THE BIBLE

 
 

When you are confronted by evidence that the faith in which you were brought up no longer provides an adequate explanation for your life, you have three choices. You can refuse to accept the evidence and preserve your faith as it was. You can abandon the faith because it has proved to be inadequate. Or you can accept new knowledge and develop a more mature understanding of your faith.                                             Diarmuid O'Murchu

I’ve always been fascinated by a book that claims to be the Word of God. I go back to it from time to time to refresh my memory, or maybe find something I didn’t understand before. It is full of beauty and inspiration. But I continue to wonder about it’s historical accuracy and ambiguous authorship.
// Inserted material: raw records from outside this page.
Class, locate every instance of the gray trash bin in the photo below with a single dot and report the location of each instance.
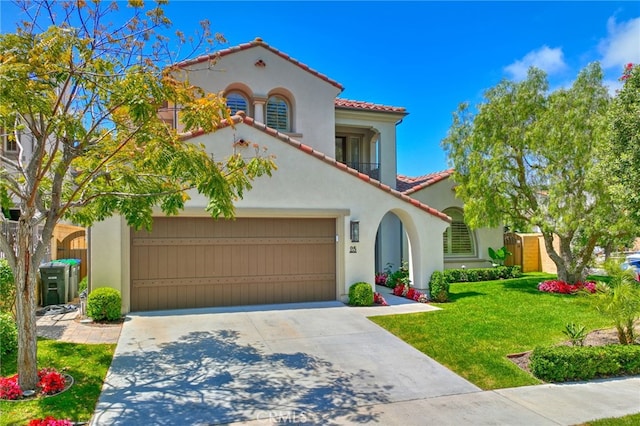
(74, 274)
(55, 283)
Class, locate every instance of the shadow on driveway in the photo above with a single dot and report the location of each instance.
(207, 377)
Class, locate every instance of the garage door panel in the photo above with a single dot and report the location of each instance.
(197, 262)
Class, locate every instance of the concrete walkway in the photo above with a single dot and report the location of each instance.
(318, 363)
(68, 328)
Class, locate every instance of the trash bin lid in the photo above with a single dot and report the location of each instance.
(54, 264)
(69, 261)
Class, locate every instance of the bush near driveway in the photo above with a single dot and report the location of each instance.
(104, 303)
(572, 363)
(361, 294)
(488, 320)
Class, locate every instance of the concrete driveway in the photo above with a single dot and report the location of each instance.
(314, 363)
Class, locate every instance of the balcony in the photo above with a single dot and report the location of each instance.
(370, 169)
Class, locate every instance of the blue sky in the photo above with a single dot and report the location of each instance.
(425, 56)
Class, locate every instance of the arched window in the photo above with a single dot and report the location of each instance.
(457, 238)
(236, 101)
(278, 113)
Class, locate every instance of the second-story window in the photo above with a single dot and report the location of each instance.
(236, 101)
(278, 113)
(458, 238)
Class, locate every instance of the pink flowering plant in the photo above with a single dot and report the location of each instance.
(50, 382)
(50, 421)
(410, 293)
(379, 300)
(381, 278)
(558, 286)
(9, 388)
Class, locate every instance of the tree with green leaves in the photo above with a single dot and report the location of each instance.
(528, 157)
(623, 152)
(81, 85)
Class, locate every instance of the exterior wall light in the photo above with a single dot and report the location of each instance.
(355, 231)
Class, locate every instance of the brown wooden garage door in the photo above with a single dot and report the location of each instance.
(201, 262)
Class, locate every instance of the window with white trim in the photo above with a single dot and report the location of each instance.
(236, 101)
(458, 239)
(278, 113)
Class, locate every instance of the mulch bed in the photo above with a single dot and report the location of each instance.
(595, 338)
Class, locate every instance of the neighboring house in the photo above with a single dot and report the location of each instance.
(461, 244)
(328, 217)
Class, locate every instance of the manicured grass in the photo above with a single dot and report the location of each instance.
(87, 364)
(485, 321)
(630, 420)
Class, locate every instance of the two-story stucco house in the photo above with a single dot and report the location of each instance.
(329, 216)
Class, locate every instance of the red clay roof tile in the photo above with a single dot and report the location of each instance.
(340, 166)
(255, 43)
(368, 106)
(408, 185)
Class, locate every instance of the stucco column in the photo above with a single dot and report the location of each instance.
(387, 142)
(258, 108)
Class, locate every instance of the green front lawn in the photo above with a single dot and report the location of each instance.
(630, 420)
(87, 364)
(485, 321)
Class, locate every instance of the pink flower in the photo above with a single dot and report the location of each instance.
(379, 300)
(558, 286)
(49, 421)
(9, 388)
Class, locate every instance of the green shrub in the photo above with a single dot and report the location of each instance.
(482, 274)
(8, 334)
(361, 294)
(399, 277)
(571, 363)
(438, 287)
(619, 300)
(104, 303)
(7, 287)
(83, 284)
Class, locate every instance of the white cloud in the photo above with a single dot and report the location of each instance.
(622, 44)
(549, 60)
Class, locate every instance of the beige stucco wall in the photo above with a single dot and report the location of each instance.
(383, 124)
(312, 98)
(441, 195)
(303, 186)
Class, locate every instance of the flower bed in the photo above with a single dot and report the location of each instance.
(379, 300)
(50, 382)
(558, 286)
(50, 421)
(410, 293)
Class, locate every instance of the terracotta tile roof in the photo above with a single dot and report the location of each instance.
(242, 118)
(408, 185)
(368, 106)
(255, 43)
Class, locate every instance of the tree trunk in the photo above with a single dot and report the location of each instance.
(571, 268)
(26, 282)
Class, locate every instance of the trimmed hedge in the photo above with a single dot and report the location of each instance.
(482, 274)
(361, 294)
(104, 303)
(438, 287)
(572, 363)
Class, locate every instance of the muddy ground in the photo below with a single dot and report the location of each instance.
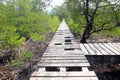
(7, 72)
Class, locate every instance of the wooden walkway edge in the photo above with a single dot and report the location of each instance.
(64, 59)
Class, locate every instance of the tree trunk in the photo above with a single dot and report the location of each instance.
(86, 33)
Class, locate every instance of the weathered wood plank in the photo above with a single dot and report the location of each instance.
(106, 49)
(84, 49)
(62, 64)
(64, 57)
(64, 74)
(89, 49)
(100, 49)
(96, 51)
(63, 61)
(112, 49)
(63, 78)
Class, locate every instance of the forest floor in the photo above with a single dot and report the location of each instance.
(7, 72)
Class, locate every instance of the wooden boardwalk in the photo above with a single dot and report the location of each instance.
(63, 59)
(101, 48)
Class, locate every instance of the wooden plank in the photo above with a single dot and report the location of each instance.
(115, 47)
(96, 51)
(63, 78)
(84, 49)
(100, 49)
(106, 49)
(64, 74)
(64, 57)
(62, 64)
(89, 49)
(112, 49)
(116, 44)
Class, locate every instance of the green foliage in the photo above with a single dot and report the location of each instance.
(26, 55)
(21, 20)
(9, 38)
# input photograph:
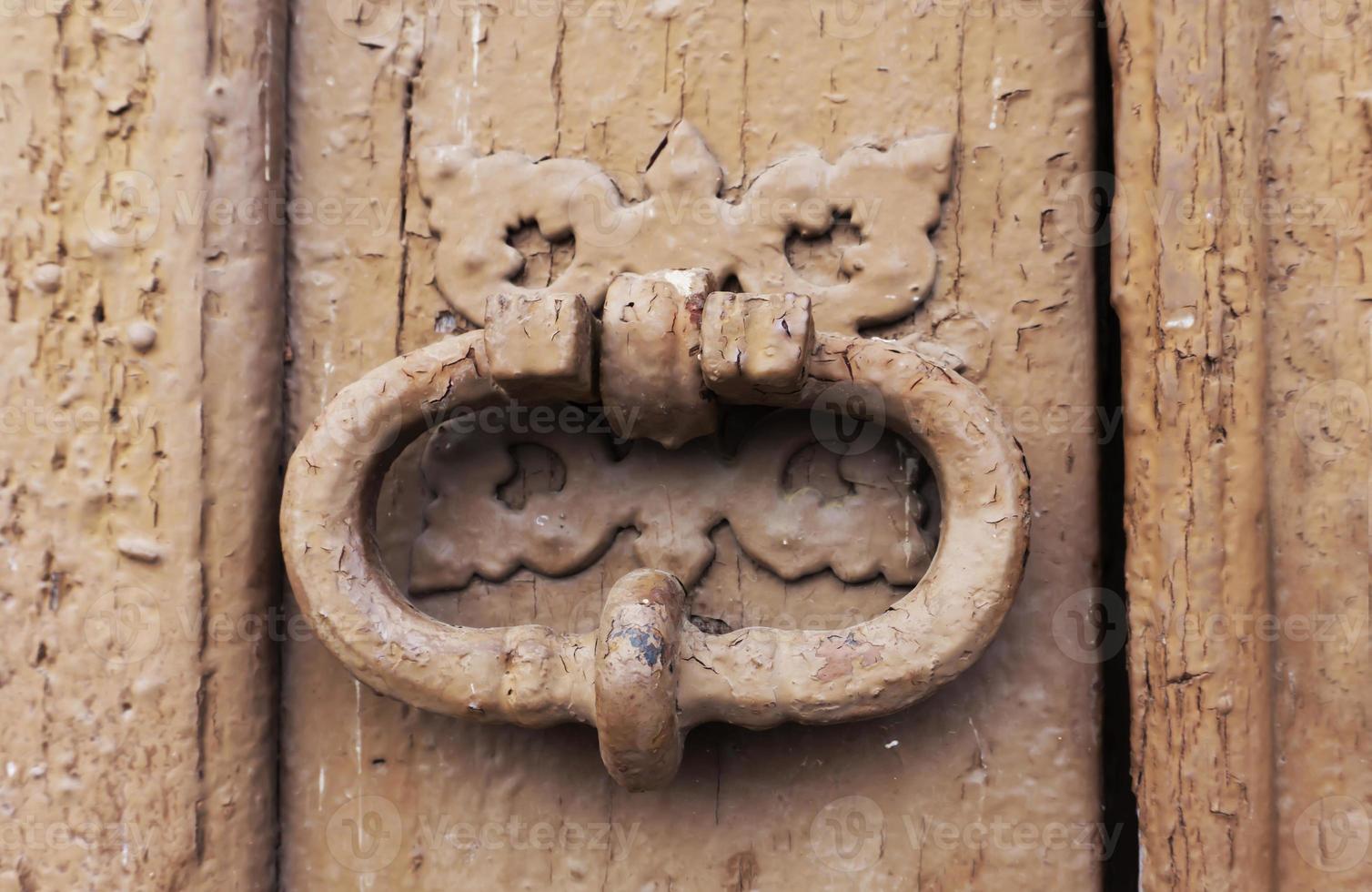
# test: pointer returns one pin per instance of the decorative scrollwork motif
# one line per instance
(892, 198)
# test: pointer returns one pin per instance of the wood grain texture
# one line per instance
(933, 797)
(1242, 142)
(140, 354)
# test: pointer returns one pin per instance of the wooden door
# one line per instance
(994, 781)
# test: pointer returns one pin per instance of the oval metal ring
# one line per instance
(755, 677)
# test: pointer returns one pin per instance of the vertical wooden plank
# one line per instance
(1188, 286)
(1315, 210)
(139, 370)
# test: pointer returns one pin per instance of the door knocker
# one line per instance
(672, 349)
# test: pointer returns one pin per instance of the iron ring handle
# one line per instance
(755, 677)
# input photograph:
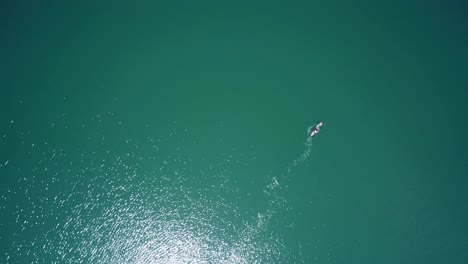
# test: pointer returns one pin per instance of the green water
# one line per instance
(176, 132)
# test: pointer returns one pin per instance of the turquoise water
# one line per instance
(177, 133)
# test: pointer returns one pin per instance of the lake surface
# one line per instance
(177, 133)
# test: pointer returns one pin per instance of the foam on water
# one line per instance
(139, 203)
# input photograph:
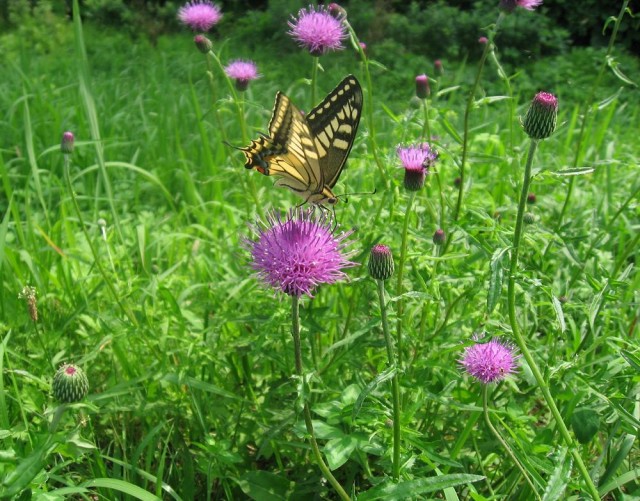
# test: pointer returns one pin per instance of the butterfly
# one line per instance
(308, 153)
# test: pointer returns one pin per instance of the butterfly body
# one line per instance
(308, 153)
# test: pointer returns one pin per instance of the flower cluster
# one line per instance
(242, 72)
(489, 362)
(416, 160)
(200, 15)
(299, 253)
(317, 30)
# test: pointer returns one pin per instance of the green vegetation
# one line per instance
(135, 250)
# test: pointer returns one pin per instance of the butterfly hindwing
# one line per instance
(309, 153)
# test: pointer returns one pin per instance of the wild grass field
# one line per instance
(129, 255)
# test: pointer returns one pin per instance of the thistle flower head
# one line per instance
(242, 72)
(66, 145)
(422, 86)
(380, 262)
(439, 237)
(317, 30)
(70, 384)
(416, 160)
(510, 5)
(299, 253)
(203, 44)
(200, 15)
(489, 362)
(540, 120)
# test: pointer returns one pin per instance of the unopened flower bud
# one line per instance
(422, 86)
(66, 145)
(70, 384)
(540, 120)
(380, 262)
(203, 44)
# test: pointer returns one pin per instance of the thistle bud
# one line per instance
(422, 86)
(380, 262)
(203, 44)
(66, 145)
(540, 120)
(585, 423)
(70, 384)
(439, 237)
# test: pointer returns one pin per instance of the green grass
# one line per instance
(190, 358)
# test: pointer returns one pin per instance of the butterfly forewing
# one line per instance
(309, 153)
(333, 124)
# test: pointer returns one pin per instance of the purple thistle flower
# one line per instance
(242, 72)
(422, 86)
(300, 253)
(510, 5)
(66, 145)
(489, 362)
(317, 30)
(416, 160)
(200, 15)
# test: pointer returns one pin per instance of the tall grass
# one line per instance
(136, 255)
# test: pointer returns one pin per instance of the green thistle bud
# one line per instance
(380, 262)
(70, 384)
(585, 423)
(540, 120)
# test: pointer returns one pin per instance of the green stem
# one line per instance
(426, 132)
(587, 108)
(369, 107)
(403, 256)
(314, 79)
(519, 337)
(467, 112)
(96, 258)
(295, 330)
(485, 406)
(395, 387)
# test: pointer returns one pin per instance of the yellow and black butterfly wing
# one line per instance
(309, 153)
(333, 125)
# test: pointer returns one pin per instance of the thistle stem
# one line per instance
(295, 330)
(395, 387)
(519, 338)
(487, 419)
(403, 256)
(467, 111)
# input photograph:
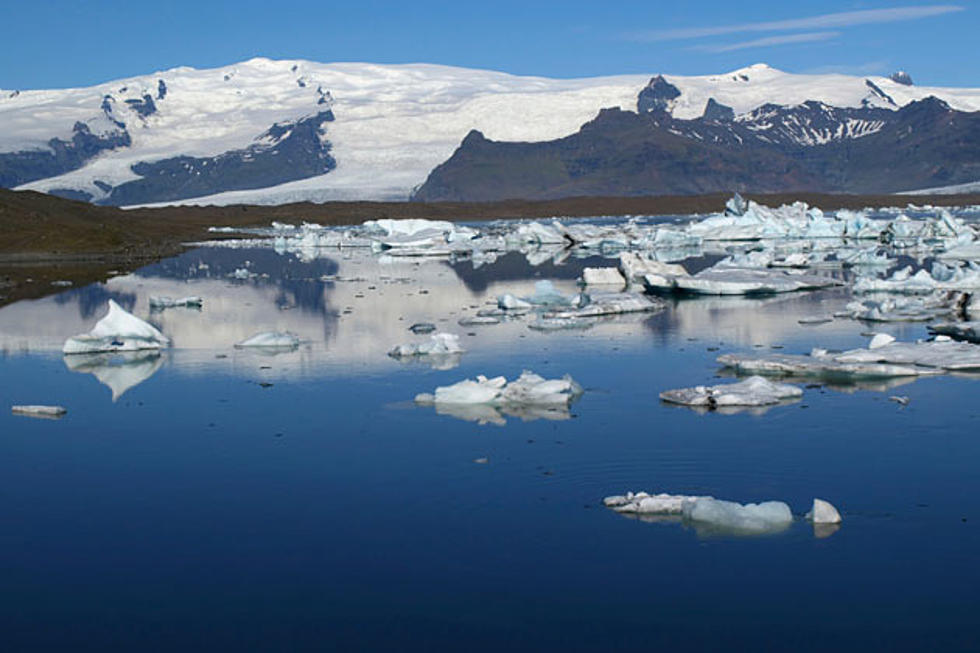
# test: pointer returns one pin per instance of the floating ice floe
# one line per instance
(438, 344)
(941, 277)
(600, 304)
(901, 308)
(161, 303)
(883, 359)
(527, 390)
(753, 391)
(118, 371)
(727, 280)
(823, 512)
(49, 412)
(968, 331)
(635, 268)
(713, 515)
(603, 277)
(117, 331)
(270, 340)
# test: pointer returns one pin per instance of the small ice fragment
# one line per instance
(527, 390)
(754, 391)
(271, 340)
(738, 519)
(160, 303)
(478, 320)
(880, 340)
(823, 512)
(439, 343)
(603, 277)
(50, 412)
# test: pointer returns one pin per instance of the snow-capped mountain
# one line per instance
(267, 131)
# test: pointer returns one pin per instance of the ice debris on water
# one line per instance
(753, 391)
(438, 344)
(163, 302)
(713, 515)
(528, 389)
(823, 512)
(884, 358)
(50, 412)
(270, 340)
(603, 277)
(118, 371)
(117, 331)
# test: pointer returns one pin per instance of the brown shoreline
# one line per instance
(45, 238)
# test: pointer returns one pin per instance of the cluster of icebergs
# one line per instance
(714, 516)
(809, 229)
(529, 397)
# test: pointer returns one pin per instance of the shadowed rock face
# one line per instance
(61, 156)
(657, 95)
(810, 147)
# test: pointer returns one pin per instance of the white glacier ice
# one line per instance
(823, 512)
(37, 410)
(753, 391)
(117, 331)
(528, 390)
(271, 340)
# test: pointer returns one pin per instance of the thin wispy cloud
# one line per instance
(785, 39)
(824, 21)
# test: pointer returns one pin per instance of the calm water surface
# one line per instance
(185, 503)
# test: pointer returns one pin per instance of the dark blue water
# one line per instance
(203, 511)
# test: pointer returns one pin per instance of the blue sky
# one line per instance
(61, 43)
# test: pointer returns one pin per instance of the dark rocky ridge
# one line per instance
(285, 152)
(805, 148)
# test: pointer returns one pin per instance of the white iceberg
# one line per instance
(603, 277)
(726, 280)
(118, 371)
(714, 515)
(438, 344)
(968, 331)
(270, 340)
(161, 303)
(527, 390)
(599, 304)
(49, 412)
(117, 331)
(753, 391)
(823, 512)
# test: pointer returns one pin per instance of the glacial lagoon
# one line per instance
(219, 497)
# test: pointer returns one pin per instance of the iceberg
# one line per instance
(600, 304)
(271, 340)
(118, 371)
(707, 514)
(527, 390)
(49, 412)
(819, 364)
(117, 331)
(823, 512)
(967, 331)
(726, 280)
(753, 391)
(603, 277)
(438, 344)
(161, 303)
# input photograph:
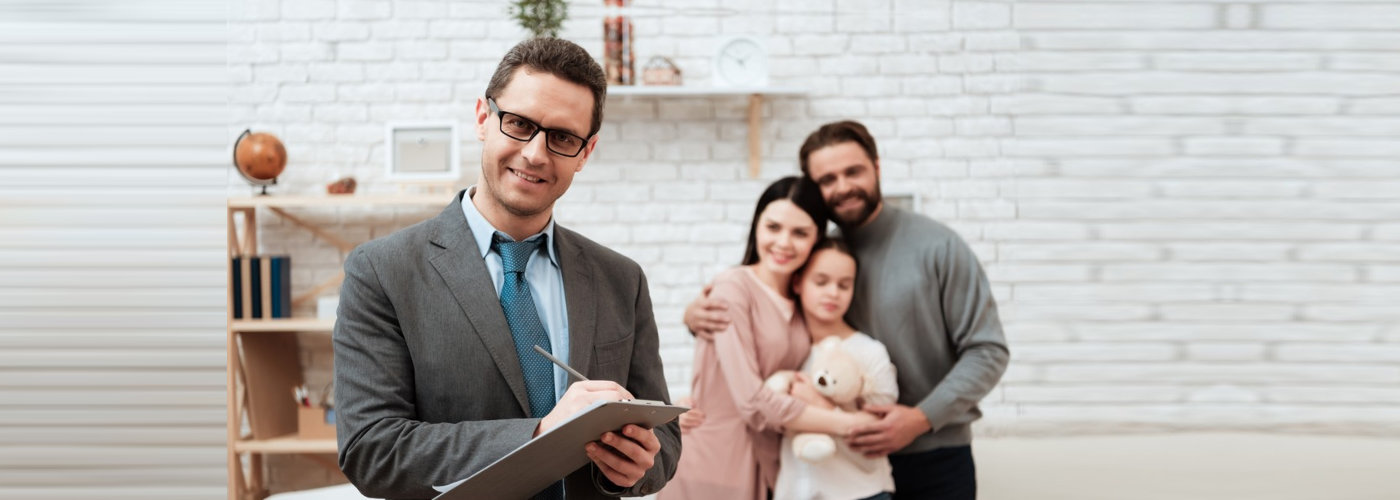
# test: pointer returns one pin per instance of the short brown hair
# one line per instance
(560, 58)
(836, 133)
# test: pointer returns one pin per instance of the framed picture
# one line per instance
(903, 199)
(422, 151)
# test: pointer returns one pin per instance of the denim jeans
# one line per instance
(942, 474)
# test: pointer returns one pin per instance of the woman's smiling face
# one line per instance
(784, 237)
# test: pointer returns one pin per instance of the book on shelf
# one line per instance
(261, 286)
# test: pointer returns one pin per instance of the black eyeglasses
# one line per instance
(524, 129)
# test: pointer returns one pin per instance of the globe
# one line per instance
(259, 157)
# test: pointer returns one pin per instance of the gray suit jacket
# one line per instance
(429, 388)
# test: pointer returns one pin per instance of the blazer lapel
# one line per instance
(578, 299)
(459, 264)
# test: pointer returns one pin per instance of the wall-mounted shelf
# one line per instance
(282, 325)
(755, 107)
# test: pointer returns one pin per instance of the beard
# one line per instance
(857, 216)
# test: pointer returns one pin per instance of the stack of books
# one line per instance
(262, 286)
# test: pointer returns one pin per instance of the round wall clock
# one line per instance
(741, 62)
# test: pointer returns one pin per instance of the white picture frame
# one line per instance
(422, 151)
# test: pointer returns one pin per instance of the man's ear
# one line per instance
(483, 112)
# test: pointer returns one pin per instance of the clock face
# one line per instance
(741, 62)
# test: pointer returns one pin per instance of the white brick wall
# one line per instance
(1242, 219)
(1186, 207)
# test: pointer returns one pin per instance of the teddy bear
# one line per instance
(837, 377)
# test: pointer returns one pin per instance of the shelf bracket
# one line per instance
(755, 132)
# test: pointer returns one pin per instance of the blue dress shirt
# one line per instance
(546, 282)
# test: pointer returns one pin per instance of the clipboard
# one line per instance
(557, 453)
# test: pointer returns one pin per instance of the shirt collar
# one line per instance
(483, 231)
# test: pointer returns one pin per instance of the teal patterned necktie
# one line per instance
(527, 328)
(528, 332)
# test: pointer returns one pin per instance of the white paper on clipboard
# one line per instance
(557, 453)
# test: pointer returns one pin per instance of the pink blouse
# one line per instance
(734, 454)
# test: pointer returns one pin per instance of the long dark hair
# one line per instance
(801, 192)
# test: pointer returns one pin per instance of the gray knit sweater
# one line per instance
(921, 292)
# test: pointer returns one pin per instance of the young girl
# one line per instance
(825, 289)
(734, 453)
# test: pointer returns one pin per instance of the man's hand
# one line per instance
(706, 317)
(898, 427)
(578, 397)
(625, 457)
(692, 419)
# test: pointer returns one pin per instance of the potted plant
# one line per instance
(539, 17)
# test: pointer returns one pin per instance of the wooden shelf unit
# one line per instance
(263, 359)
(755, 107)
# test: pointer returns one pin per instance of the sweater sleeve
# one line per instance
(738, 362)
(973, 329)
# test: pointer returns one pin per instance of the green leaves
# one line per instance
(539, 17)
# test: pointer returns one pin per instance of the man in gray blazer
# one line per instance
(434, 374)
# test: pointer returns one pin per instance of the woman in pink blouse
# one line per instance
(734, 453)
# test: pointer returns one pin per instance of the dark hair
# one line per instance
(801, 192)
(560, 58)
(836, 133)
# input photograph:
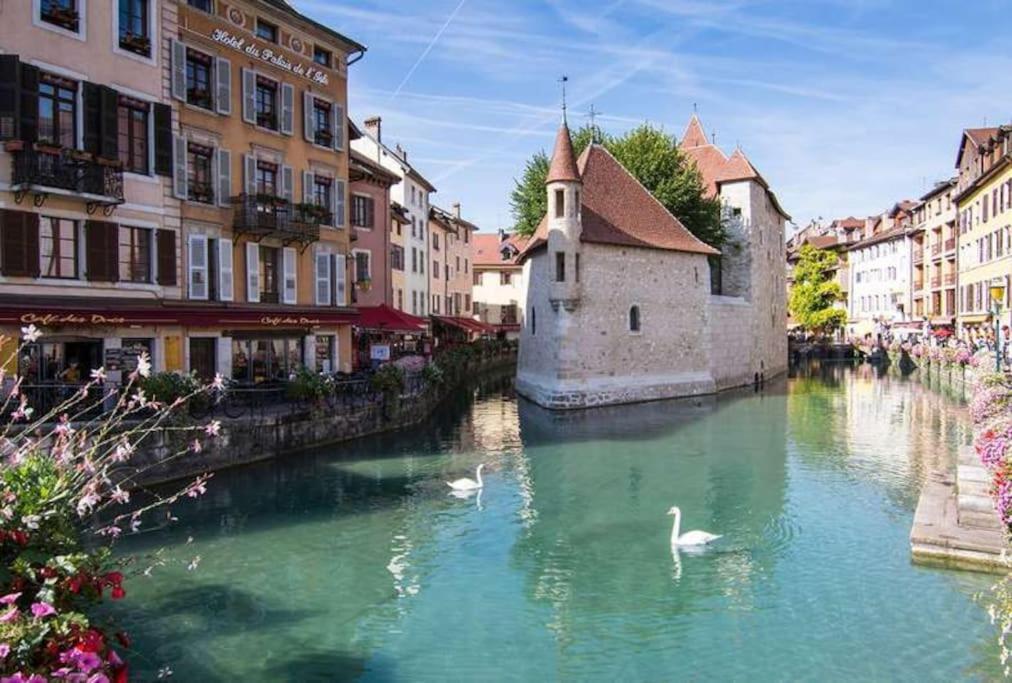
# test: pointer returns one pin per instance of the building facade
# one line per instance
(984, 205)
(260, 169)
(411, 193)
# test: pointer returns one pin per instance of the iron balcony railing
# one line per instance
(38, 168)
(267, 216)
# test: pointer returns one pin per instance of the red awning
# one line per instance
(387, 319)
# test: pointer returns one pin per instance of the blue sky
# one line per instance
(843, 105)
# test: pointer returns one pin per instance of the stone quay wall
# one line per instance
(261, 437)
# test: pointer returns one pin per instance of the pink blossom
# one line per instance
(43, 609)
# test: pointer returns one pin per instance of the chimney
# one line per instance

I’m well aware of the Bible’s claim of divine inspiration. But in truth, it is a collection of sixty-six books, by different authors from different countries, some written as early as 1000 years before Jesus lived. Their stories had been passed down by oral tradition over the centuries and finally recorded by scribes who could write, and others who could remember what they were told.

We have no original version of the Bible. What we have are copies of different pages, and sometimes copies of copies. Is it possible there are passages that were honest mistakes of memory? Worse, were some of them modified to say things the authors thought more important for the faith of believers? 

It would do us well to remember that much of the Bible was written near the end of the Bronze Age, when the sky was an inverted bowl and the Ocean of Heaven above it was the dwelling place of God. 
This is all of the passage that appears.